# When defining ordered pairs, are there any important distinctions between $\{\{a\},\{a,b\}\}$ and $\{a,\{b\}\}$?

The formal Kuratowski definition of ordered pair is that $$\langle a,b\rangle = \{\{a\},\{a,b\}\}$$.

While I think I understand the above definition well I wanted to check if below definition also works just fine (and hence is "equivalent" to Kuratowski definition)

$$\langle a,b\rangle = \{a,\{b\}\}.$$

I think that both the definitions are just fine, but maybe I'm missing a subtle point.

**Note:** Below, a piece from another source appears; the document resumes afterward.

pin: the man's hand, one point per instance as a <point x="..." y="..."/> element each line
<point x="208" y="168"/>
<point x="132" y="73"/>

Also is there any reason to prefer Kuratowski's definition over the later one?

Unfortunately, with the new definition, both $$\langle\{0\},1\rangle$$ and $$\langle\{1\},0\rangle$$ equal $$\{\{0\},\{1\}\}$$. Thus this definition is not suitable for ordered pairs.
With Kuratowski's definition, $$\langle a,b\rangle=\langle c,d\rangle$$ if and only if $$a=c$$ and $$b=d$$, as we'd hope. However, in the proposed approach $$\langle a,b\rangle=\{a,\{b\}\}$$, observe that $$\langle \{1\},2\rangle = \langle \{2\},1\rangle$$, so we don't have uniqueness.
The ordered pair $$(a,b)$$ is defined in such a way that it satisfies the following:
$$(a,b)=(c,d)\Longleftrightarrow a=c$$ and $$b=d$$.
So once your definition of $$(a,b)$$ satisfies above, it is absolutely fine. But your definition does not satisfy above, so it is not valid. Otherwise you can have any of the following as your definition:
$$(a,b)=\{a,\{a,b\}\}$$ or, $$\{\{b\},\{a,b\}\}$$ or, $$\{b,\{a,b\}\}$$